3-82

3-82

Belgische Senaat

Handelingen

DONDERDAG 28 OKTOBER 2004 - NAMIDDAGVERGADERING

(Vervolg)

Vraag om uitleg van mevrouw Erika Thijs aan de vice-eerste minister en minister van Binnenlandse Zaken over «de veiligheids- en aansprakelijkheidsaspecten bij evenementen en manifestaties» (nr. 3-373)

De voorzitter. - De heer Vincent Van Quickenborne, staatssecretaris voor Administratieve Vereenvoudiging, toegevoegd aan de eerste minister antwoordt namens de heer Patrick Dewael, vice-eerste minister en minister van Binnenlandse Zaken.

Mevrouw Erika Thijs (CD&V). - De veiligheid van de burgers moet worden gewaarborgd. De federale en de Vlaamse overheid hebben elk eigen normen voor brandveiligheid en brandpreventie. De burgemeester is verantwoordelijk voor het initiatief tot controle en de afgifte van brandveiligheidsattesten voor logiesverstrekkende bedrijven en jeugdhuizen die gelegen zijn in zijn gemeente. De attesten worden uitgereikt na positief advies van de plaatselijke brandweer.
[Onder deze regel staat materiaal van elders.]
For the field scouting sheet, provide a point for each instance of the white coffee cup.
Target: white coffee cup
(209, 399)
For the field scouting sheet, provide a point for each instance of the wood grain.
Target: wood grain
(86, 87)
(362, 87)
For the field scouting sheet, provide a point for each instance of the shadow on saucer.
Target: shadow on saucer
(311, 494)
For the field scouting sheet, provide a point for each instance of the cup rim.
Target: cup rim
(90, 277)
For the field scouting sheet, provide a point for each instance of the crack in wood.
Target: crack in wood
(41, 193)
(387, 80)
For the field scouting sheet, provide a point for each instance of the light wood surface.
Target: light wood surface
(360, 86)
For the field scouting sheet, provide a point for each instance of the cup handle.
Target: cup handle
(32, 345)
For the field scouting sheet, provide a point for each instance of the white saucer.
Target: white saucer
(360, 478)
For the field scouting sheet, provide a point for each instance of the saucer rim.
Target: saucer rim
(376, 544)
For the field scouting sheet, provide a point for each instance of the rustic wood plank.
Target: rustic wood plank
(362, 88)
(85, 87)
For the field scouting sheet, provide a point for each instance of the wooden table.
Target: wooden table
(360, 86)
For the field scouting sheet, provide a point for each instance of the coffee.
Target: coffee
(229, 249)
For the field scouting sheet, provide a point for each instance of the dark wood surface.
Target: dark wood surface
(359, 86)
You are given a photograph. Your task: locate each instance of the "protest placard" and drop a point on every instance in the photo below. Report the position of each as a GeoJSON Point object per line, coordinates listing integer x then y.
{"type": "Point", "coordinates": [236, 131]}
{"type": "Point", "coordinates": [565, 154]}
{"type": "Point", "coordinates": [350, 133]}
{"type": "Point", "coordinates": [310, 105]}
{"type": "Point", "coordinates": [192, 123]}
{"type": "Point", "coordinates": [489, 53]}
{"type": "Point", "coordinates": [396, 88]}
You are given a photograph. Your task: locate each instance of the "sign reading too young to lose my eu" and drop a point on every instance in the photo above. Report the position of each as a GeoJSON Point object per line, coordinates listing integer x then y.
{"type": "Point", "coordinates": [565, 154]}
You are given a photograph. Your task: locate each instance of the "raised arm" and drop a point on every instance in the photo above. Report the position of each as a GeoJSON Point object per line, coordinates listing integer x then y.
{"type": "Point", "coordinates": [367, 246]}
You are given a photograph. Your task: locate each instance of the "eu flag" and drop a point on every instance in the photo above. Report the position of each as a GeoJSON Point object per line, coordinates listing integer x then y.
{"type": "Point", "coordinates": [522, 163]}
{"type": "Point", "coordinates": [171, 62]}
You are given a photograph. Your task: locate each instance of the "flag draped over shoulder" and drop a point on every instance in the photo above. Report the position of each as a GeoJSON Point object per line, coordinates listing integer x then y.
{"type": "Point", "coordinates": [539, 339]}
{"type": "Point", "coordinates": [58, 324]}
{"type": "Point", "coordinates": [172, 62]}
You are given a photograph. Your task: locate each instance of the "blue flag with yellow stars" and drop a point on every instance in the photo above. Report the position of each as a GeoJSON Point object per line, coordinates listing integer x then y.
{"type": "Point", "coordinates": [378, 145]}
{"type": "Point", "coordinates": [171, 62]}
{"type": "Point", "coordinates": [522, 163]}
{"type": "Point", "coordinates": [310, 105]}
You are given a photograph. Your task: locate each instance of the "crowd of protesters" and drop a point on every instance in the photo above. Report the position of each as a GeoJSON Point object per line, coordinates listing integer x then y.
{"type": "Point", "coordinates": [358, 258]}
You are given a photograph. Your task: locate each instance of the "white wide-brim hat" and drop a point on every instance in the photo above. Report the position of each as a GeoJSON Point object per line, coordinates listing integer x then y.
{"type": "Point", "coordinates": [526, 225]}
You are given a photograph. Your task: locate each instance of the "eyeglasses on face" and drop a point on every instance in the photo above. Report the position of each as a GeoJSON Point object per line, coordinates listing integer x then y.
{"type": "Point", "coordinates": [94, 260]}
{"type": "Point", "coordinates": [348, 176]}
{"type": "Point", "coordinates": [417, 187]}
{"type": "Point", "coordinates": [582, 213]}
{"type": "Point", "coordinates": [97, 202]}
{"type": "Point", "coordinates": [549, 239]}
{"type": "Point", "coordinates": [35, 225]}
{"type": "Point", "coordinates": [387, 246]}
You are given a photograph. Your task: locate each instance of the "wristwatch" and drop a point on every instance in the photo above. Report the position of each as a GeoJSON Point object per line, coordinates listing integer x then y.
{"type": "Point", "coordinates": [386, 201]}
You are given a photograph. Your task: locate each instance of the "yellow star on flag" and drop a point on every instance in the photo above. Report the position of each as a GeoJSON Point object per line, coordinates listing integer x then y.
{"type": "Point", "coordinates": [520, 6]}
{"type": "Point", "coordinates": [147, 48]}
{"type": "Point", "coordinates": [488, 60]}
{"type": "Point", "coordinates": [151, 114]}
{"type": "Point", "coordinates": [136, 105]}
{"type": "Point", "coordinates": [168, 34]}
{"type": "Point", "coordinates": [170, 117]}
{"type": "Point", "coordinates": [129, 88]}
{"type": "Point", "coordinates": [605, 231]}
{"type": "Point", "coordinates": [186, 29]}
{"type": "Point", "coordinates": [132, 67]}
Brandpreventie valt onder de bevoegdheid van verschillende overheden. Dit heeft tot gevolg dat diverse, tegenstrijdige bepalingen van toepassing zijn, wat problemen geeft bij de uitvoering. Voor de brandveiligheidsnormen van de logiesverstrekkende bedrijven bestaan er twee basisteksten. Het koninklijk besluit van 7 juli 1994 bepaalt de basisnormen voor preventie van brand en ontploffing waaraan de nieuwe gebouwen moeten voldoen. Daarnaast vormen het decreet van 1984 over het statuut van de logiesverstrekkende bedrijven en het uitvoeringsbesluit van 27 januari 1988 tot vaststelling van de specifieke brandveiligheidsnormen voor de logiesverstrekkende bedrijven een tweede rechtsbron. Voor de toepassing van dit besluit is een technische commissie brandveiligheid verantwoordelijk. Het voornaamste probleem doet zich voor wanneer de commissie afwijkingen op de normen van het Vlaamse besluit van 1988 toestaat. Die zijn soms strijdig met de basisnormen van het koninklijk besluit van 1994. In de praktijk leidt dit ertoe dat een bedrijf volgens de Vlaamse overheid in orde kan zijn met de brandveiligheidsnormen, terwijl de burgemeester geen attest kan geven omdat het bedrijf de basisnormen niet haalt. De burgemeester kan persoonlijk aansprakelijk gesteld worden als het toezicht op de brandveiligheid in gebouwen onvoldoende, onzorgvuldig of foutief is verricht.

De brandveiligheid van veel jeugdhuizen laat te wensen over. De Vlaamse noch de federale overheid heeft hiervoor een wettelijke basis bepaald. Vele gemeenten maken daarom reglementen op eigen initiatief om de brandveiligheidsnormen van de jeugdhuizen te regelen.

Graag kreeg ik een antwoord op volgende vragen.

Welke wetgeving primeert bij de normen voor de brandveiligheid en de brandpreventie: de federale of de Vlaamse?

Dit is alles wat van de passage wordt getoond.